Tuition increases for part-time students in the School of Professional Studies in Business and Education and the School of Engineering--who account for about 37 percent of all Hopkins students--will range from 2.5 percent to 3.9 percent. The university's Nitze School of Advanced International Studies is holding its tuition increase for master's degree and other full-time non-doctoral students to 3 percent or less for the fifth year in a row. That tuition this fall will go up $600, or 2.8 percent, to $22,400.

M.D. students at the School of Medicine pay the same tuition in each of their four years at Hopkins. The rate for entering students this fall will be $27,000, a 3.8 percent increase.
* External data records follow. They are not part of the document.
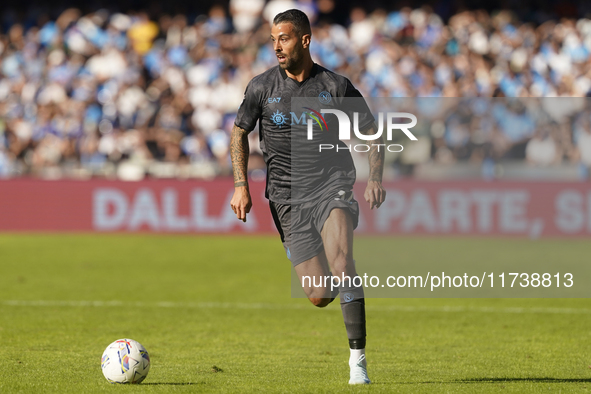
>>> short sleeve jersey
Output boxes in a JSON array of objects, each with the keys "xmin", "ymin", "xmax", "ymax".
[{"xmin": 235, "ymin": 64, "xmax": 374, "ymax": 204}]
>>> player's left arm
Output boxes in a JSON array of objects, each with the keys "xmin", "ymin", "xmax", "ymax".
[{"xmin": 363, "ymin": 126, "xmax": 386, "ymax": 209}]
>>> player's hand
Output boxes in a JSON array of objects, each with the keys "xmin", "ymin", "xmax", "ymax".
[
  {"xmin": 363, "ymin": 179, "xmax": 386, "ymax": 209},
  {"xmin": 230, "ymin": 186, "xmax": 252, "ymax": 222}
]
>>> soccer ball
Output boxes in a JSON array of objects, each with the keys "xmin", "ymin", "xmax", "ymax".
[{"xmin": 101, "ymin": 338, "xmax": 150, "ymax": 383}]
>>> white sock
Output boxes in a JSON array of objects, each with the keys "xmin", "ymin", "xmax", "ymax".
[{"xmin": 349, "ymin": 349, "xmax": 367, "ymax": 366}]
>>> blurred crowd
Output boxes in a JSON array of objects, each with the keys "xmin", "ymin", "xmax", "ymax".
[{"xmin": 0, "ymin": 0, "xmax": 591, "ymax": 180}]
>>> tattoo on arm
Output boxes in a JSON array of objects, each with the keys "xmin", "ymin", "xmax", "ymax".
[
  {"xmin": 230, "ymin": 125, "xmax": 249, "ymax": 187},
  {"xmin": 367, "ymin": 127, "xmax": 386, "ymax": 182}
]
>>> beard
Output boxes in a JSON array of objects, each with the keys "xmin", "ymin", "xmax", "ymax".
[{"xmin": 279, "ymin": 48, "xmax": 304, "ymax": 71}]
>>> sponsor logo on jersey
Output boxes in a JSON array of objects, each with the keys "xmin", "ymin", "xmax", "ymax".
[
  {"xmin": 271, "ymin": 110, "xmax": 287, "ymax": 127},
  {"xmin": 318, "ymin": 90, "xmax": 332, "ymax": 104}
]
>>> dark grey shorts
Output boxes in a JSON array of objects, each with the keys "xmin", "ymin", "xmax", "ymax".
[{"xmin": 269, "ymin": 189, "xmax": 359, "ymax": 267}]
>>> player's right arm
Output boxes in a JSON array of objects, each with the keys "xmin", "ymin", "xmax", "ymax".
[
  {"xmin": 230, "ymin": 125, "xmax": 252, "ymax": 222},
  {"xmin": 230, "ymin": 77, "xmax": 263, "ymax": 222}
]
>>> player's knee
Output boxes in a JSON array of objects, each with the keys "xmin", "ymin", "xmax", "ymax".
[{"xmin": 308, "ymin": 297, "xmax": 334, "ymax": 308}]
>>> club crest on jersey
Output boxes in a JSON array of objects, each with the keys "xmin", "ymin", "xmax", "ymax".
[
  {"xmin": 271, "ymin": 110, "xmax": 287, "ymax": 127},
  {"xmin": 318, "ymin": 90, "xmax": 332, "ymax": 104}
]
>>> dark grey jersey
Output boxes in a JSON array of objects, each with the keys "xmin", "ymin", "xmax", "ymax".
[{"xmin": 235, "ymin": 64, "xmax": 374, "ymax": 204}]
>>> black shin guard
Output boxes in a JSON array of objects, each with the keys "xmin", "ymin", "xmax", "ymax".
[{"xmin": 339, "ymin": 286, "xmax": 365, "ymax": 349}]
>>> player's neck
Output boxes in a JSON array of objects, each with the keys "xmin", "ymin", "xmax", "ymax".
[{"xmin": 285, "ymin": 56, "xmax": 314, "ymax": 82}]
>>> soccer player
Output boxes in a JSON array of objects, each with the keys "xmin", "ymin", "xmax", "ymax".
[{"xmin": 230, "ymin": 9, "xmax": 386, "ymax": 384}]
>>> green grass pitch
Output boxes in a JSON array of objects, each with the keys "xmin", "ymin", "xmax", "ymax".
[{"xmin": 0, "ymin": 234, "xmax": 591, "ymax": 393}]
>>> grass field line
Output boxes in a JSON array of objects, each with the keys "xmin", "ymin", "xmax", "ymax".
[{"xmin": 0, "ymin": 300, "xmax": 591, "ymax": 314}]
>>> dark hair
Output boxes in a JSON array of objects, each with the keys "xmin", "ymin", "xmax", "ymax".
[{"xmin": 273, "ymin": 9, "xmax": 312, "ymax": 36}]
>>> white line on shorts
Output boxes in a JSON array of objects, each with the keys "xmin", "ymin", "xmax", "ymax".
[{"xmin": 0, "ymin": 300, "xmax": 591, "ymax": 314}]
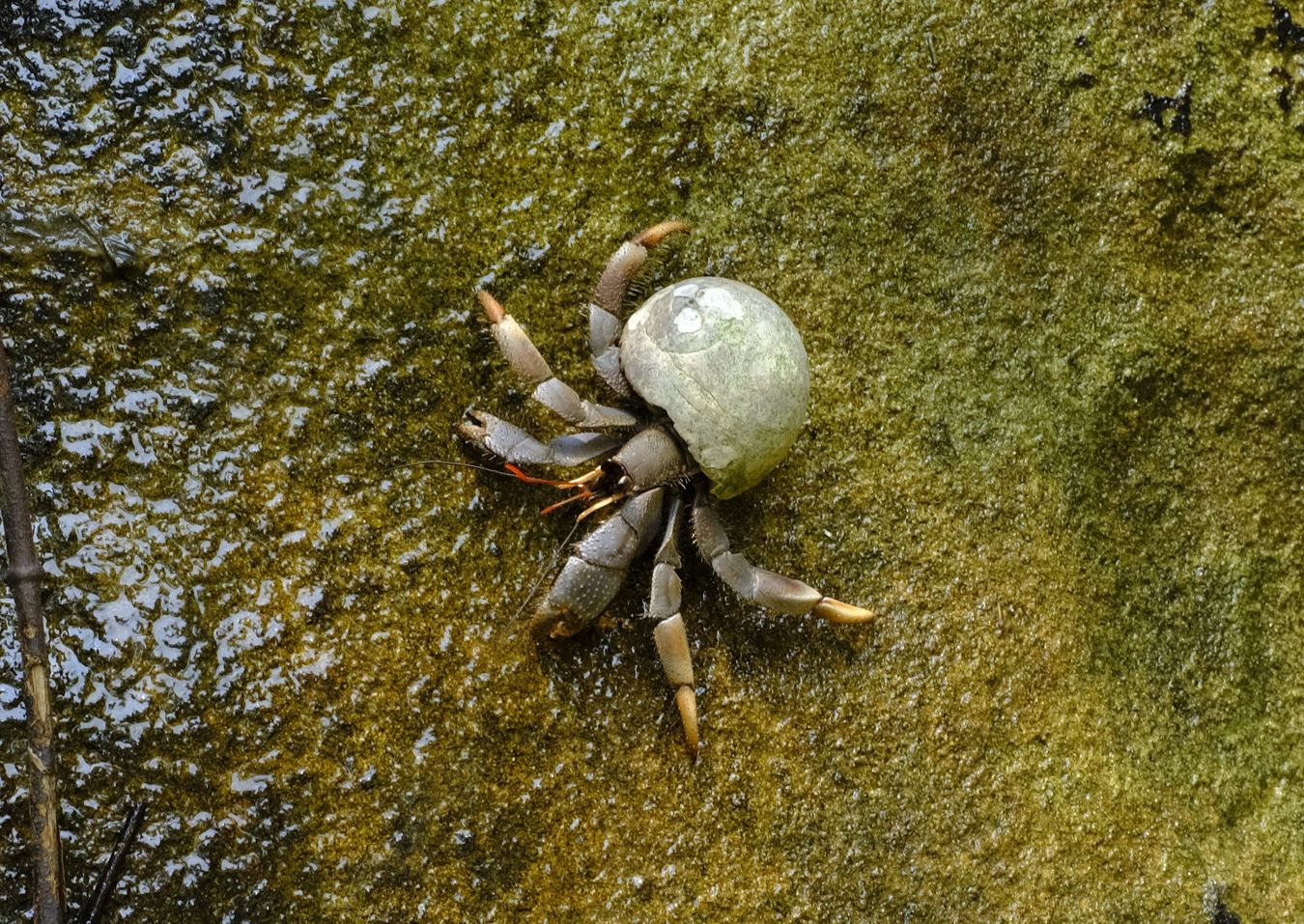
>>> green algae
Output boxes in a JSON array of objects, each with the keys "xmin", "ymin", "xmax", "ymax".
[{"xmin": 0, "ymin": 3, "xmax": 1304, "ymax": 921}]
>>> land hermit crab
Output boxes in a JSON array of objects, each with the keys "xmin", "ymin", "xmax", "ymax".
[{"xmin": 458, "ymin": 221, "xmax": 874, "ymax": 759}]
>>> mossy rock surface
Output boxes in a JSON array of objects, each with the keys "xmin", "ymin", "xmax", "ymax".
[{"xmin": 0, "ymin": 0, "xmax": 1304, "ymax": 921}]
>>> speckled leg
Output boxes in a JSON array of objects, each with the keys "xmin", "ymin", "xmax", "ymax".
[
  {"xmin": 648, "ymin": 494, "xmax": 697, "ymax": 760},
  {"xmin": 693, "ymin": 490, "xmax": 875, "ymax": 623},
  {"xmin": 530, "ymin": 488, "xmax": 664, "ymax": 638},
  {"xmin": 458, "ymin": 409, "xmax": 621, "ymax": 465},
  {"xmin": 588, "ymin": 221, "xmax": 689, "ymax": 396},
  {"xmin": 476, "ymin": 290, "xmax": 638, "ymax": 428}
]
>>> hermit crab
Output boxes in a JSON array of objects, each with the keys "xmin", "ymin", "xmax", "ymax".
[{"xmin": 458, "ymin": 221, "xmax": 874, "ymax": 759}]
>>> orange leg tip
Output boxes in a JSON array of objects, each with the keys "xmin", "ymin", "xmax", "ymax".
[
  {"xmin": 476, "ymin": 290, "xmax": 507, "ymax": 324},
  {"xmin": 674, "ymin": 686, "xmax": 697, "ymax": 764},
  {"xmin": 634, "ymin": 221, "xmax": 689, "ymax": 247},
  {"xmin": 811, "ymin": 597, "xmax": 878, "ymax": 626}
]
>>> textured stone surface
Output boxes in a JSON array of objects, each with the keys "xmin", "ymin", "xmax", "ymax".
[{"xmin": 0, "ymin": 0, "xmax": 1304, "ymax": 923}]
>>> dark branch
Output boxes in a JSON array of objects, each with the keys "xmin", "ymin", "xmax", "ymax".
[
  {"xmin": 77, "ymin": 802, "xmax": 145, "ymax": 924},
  {"xmin": 0, "ymin": 328, "xmax": 64, "ymax": 924}
]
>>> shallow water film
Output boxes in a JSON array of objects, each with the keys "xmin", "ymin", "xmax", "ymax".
[{"xmin": 0, "ymin": 0, "xmax": 1304, "ymax": 923}]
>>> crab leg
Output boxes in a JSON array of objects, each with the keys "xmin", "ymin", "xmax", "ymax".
[
  {"xmin": 476, "ymin": 290, "xmax": 637, "ymax": 426},
  {"xmin": 693, "ymin": 489, "xmax": 875, "ymax": 623},
  {"xmin": 458, "ymin": 410, "xmax": 621, "ymax": 465},
  {"xmin": 648, "ymin": 494, "xmax": 697, "ymax": 760},
  {"xmin": 588, "ymin": 221, "xmax": 689, "ymax": 396},
  {"xmin": 529, "ymin": 488, "xmax": 664, "ymax": 638}
]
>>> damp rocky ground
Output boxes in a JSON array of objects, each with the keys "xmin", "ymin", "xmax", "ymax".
[{"xmin": 0, "ymin": 0, "xmax": 1304, "ymax": 923}]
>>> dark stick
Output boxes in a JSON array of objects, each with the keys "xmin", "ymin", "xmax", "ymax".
[
  {"xmin": 77, "ymin": 802, "xmax": 145, "ymax": 924},
  {"xmin": 0, "ymin": 339, "xmax": 64, "ymax": 924}
]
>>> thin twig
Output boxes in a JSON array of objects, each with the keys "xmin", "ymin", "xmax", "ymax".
[
  {"xmin": 0, "ymin": 336, "xmax": 64, "ymax": 924},
  {"xmin": 77, "ymin": 802, "xmax": 145, "ymax": 924}
]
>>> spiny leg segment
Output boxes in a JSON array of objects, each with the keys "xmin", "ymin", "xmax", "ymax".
[
  {"xmin": 458, "ymin": 409, "xmax": 621, "ymax": 465},
  {"xmin": 588, "ymin": 221, "xmax": 689, "ymax": 398},
  {"xmin": 476, "ymin": 290, "xmax": 638, "ymax": 428},
  {"xmin": 530, "ymin": 488, "xmax": 666, "ymax": 638},
  {"xmin": 648, "ymin": 492, "xmax": 697, "ymax": 760},
  {"xmin": 693, "ymin": 484, "xmax": 875, "ymax": 623}
]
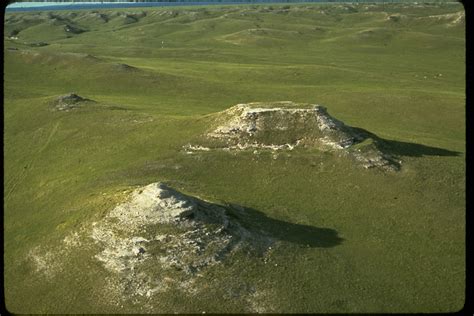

All full-time Peabody Conservatory students--both undergraduate and graduate--will see a 4.6 percent increase to $22,700. The largest percentage increase in tuition is 16.6 percent for full-time master of science in nursing students. The School of Nursing, the university's newest, has charged much lower tuition than the more- established divisions, and this year's increase will bring its master's degree tuition to $20,115, closer to, but still well below, that at other Hopkins schools.

A complete list of next year's full-time and part-time tuition rates in all divisions is available on the World Wide Web at www.jhu.edu/news_info/jhuinfo/tuition/.